If you’re like me, Intel Corp.’s vastly expanding list of microprocessor code names long ago got too complex to assign any rational value to, let alone remember. A couple keynote speeches at the recent Intel Developer Forum helped straighten me out on the relationship between families. But perhaps more important, CEO Paul Otellini and EVP Sean Maloney laid out Intel’s tick and tock development strategy.

Perhaps this idea is commonly used among other large semiconductor powerhouses, though I’ve never seen it explained before. The pendulum swings of the design cycles would seem to allow a period for FPGA-based differentiation – if outsiders can synchronize to the Intel clock cycles.

Basically, on a tick sweep, Intel launches a process technology, but uses it to implement a familiar microarchitecture.. On the tock sweep, a new microarchitecture is launched using a feature size that is already semi-mature. Note that when tick comes around again, Intel can attempt to pack more functions into the design using an SoC approach, if the design warrants such further integration.

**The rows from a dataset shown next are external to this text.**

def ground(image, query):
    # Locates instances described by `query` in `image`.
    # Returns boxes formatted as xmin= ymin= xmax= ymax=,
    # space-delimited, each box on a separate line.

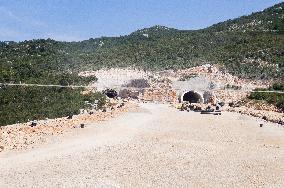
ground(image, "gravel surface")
xmin=0 ymin=104 xmax=284 ymax=188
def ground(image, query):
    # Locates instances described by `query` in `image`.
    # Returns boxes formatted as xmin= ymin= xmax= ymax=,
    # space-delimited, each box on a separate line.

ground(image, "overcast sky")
xmin=0 ymin=0 xmax=283 ymax=41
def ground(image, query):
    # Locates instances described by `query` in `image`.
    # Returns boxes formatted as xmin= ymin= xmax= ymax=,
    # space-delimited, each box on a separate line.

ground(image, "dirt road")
xmin=0 ymin=104 xmax=284 ymax=188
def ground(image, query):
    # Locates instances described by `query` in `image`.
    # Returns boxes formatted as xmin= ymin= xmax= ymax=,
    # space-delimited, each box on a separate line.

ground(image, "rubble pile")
xmin=142 ymin=89 xmax=178 ymax=102
xmin=227 ymin=106 xmax=284 ymax=125
xmin=0 ymin=102 xmax=134 ymax=151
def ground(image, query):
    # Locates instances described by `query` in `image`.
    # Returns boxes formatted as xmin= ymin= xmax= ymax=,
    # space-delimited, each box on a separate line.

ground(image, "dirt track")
xmin=0 ymin=104 xmax=284 ymax=188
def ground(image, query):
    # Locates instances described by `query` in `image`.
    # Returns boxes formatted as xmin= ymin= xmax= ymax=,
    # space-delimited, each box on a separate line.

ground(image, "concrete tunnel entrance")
xmin=181 ymin=91 xmax=204 ymax=103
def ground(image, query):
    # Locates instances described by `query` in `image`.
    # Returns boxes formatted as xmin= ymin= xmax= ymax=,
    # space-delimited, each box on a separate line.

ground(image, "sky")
xmin=0 ymin=0 xmax=283 ymax=41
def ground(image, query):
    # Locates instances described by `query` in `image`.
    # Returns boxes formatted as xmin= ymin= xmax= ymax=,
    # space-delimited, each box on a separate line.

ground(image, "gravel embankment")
xmin=0 ymin=104 xmax=284 ymax=188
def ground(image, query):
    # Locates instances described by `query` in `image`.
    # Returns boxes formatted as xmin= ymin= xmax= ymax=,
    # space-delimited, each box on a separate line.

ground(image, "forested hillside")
xmin=0 ymin=3 xmax=284 ymax=82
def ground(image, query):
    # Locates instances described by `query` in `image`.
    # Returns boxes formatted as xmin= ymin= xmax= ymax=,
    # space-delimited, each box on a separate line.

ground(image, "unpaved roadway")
xmin=0 ymin=104 xmax=284 ymax=188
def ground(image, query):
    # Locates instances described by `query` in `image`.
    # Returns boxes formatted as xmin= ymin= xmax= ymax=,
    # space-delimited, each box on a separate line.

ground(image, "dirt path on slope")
xmin=0 ymin=104 xmax=284 ymax=188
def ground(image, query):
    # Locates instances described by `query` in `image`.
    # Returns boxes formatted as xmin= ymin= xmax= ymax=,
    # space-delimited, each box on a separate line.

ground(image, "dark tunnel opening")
xmin=182 ymin=91 xmax=202 ymax=103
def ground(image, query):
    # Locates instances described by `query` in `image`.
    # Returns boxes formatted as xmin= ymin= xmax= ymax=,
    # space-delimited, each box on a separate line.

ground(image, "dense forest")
xmin=0 ymin=3 xmax=284 ymax=82
xmin=0 ymin=3 xmax=284 ymax=125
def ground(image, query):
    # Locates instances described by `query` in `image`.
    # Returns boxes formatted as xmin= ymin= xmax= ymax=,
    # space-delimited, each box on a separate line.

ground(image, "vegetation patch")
xmin=248 ymin=83 xmax=284 ymax=111
xmin=0 ymin=86 xmax=105 ymax=126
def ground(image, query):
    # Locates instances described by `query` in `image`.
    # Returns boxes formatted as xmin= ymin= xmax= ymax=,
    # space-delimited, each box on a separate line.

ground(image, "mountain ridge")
xmin=0 ymin=3 xmax=284 ymax=82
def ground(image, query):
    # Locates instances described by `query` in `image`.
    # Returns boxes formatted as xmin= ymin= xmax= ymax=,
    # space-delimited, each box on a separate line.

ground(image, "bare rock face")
xmin=142 ymin=89 xmax=178 ymax=102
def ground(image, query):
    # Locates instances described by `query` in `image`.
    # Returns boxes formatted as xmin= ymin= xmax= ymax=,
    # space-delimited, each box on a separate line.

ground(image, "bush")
xmin=0 ymin=86 xmax=105 ymax=126
xmin=272 ymin=83 xmax=284 ymax=91
xmin=248 ymin=92 xmax=284 ymax=111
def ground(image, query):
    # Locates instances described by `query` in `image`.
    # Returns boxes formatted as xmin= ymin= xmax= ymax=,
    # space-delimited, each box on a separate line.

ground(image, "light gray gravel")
xmin=0 ymin=104 xmax=284 ymax=188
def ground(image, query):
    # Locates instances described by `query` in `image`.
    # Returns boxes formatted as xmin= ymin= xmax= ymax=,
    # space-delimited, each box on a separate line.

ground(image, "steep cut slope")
xmin=0 ymin=3 xmax=284 ymax=81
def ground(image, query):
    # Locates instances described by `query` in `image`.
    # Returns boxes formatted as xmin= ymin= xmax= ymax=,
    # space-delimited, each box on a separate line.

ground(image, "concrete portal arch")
xmin=180 ymin=90 xmax=204 ymax=103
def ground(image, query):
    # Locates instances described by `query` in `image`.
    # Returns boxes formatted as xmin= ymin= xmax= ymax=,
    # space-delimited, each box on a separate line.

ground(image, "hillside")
xmin=0 ymin=3 xmax=284 ymax=82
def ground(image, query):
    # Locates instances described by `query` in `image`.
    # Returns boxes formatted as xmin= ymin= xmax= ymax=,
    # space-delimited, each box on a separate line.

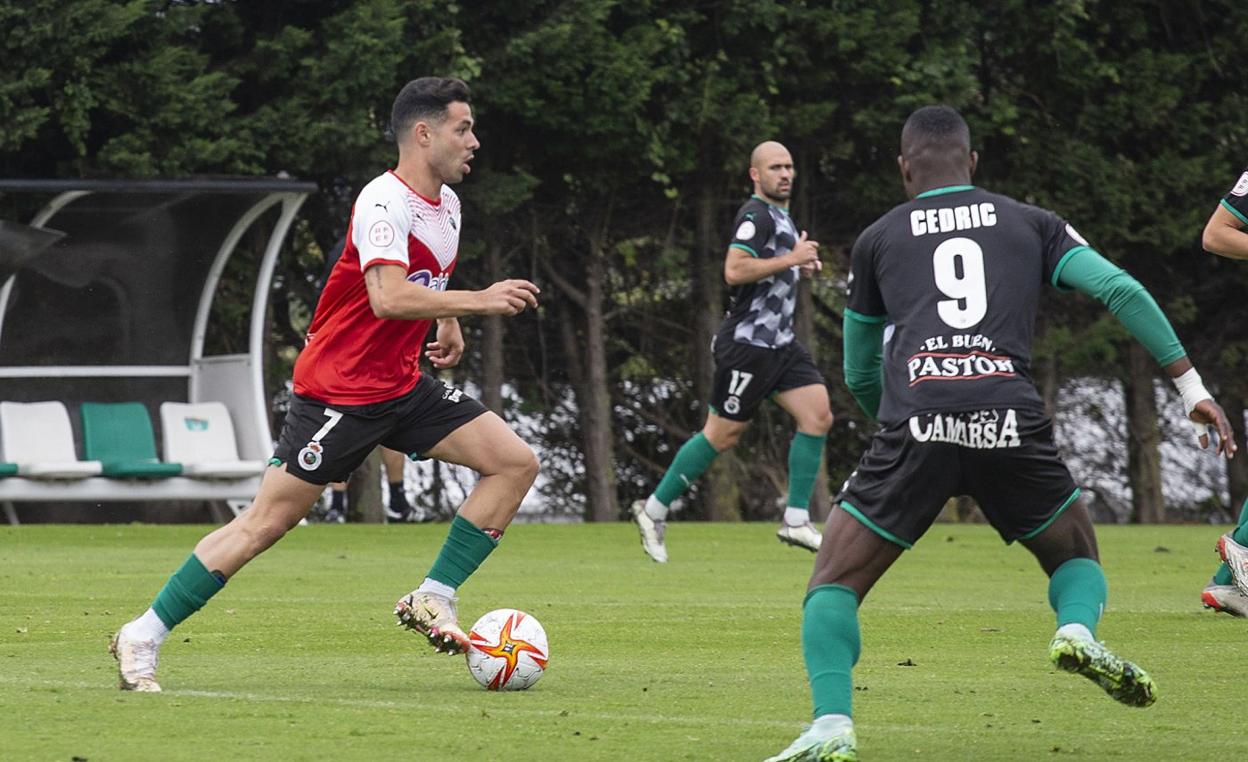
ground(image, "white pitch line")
xmin=0 ymin=676 xmax=801 ymax=730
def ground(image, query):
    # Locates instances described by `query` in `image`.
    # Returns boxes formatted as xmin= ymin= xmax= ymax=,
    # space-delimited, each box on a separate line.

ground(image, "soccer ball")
xmin=467 ymin=609 xmax=550 ymax=691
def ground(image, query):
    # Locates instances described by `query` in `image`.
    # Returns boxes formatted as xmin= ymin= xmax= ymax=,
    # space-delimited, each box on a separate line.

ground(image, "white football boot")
xmin=394 ymin=590 xmax=468 ymax=653
xmin=1218 ymin=535 xmax=1248 ymax=595
xmin=776 ymin=521 xmax=824 ymax=552
xmin=1201 ymin=582 xmax=1248 ymax=616
xmin=763 ymin=716 xmax=857 ymax=762
xmin=633 ymin=500 xmax=668 ymax=564
xmin=109 ymin=627 xmax=160 ymax=693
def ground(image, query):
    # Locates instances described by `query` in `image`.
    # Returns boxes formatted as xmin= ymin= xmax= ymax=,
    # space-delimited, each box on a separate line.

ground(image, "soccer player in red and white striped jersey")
xmin=111 ymin=77 xmax=538 ymax=691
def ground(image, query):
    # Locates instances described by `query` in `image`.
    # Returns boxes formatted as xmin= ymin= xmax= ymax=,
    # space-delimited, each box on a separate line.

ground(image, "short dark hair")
xmin=901 ymin=106 xmax=971 ymax=153
xmin=391 ymin=77 xmax=472 ymax=141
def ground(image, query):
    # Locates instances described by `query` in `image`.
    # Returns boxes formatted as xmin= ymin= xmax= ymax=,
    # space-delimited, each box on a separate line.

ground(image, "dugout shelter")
xmin=0 ymin=178 xmax=316 ymax=523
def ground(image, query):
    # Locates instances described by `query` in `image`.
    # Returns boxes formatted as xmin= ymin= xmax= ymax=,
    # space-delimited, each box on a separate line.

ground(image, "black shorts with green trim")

In explaining this cycle, Intel executives candidly said they could not provide all necessary peripheral functions to customers all the time, though they certainly try to be a one-stop shop. In fact, Maloney in particular warned that trying to launch a new microarchitecture in a new process node would be a recipe for disaster. First, you get familiar with 45-, 32-, or 20-nm design rules, then you experiment with new architectures, and only when those architectures are mature, do you move down in feature size. Notice this implies some breathing space betwixt tick and tock?

Right now, for example, the microarchitecture called Nehalem is being ported from 45 to 32 nm. Once Intel is familiar with 32nm and has had an opportunity to integrate, the company will move to a new microarchitecture called Sandy Bridge. And there are many similar examples in Atom and SoC worlds.

This suggests that FPGA vendors should watch Intel customers closely for those moments between generations. Intel often can offer high-integration peripherals. Or it can combine a 32-nm core processor with a 45-nm co-processor, on a unique substrate. But merely having so many elements in its bag of tricks does not make Intel invincible. FPGA vendors may be able to run under the pendulum.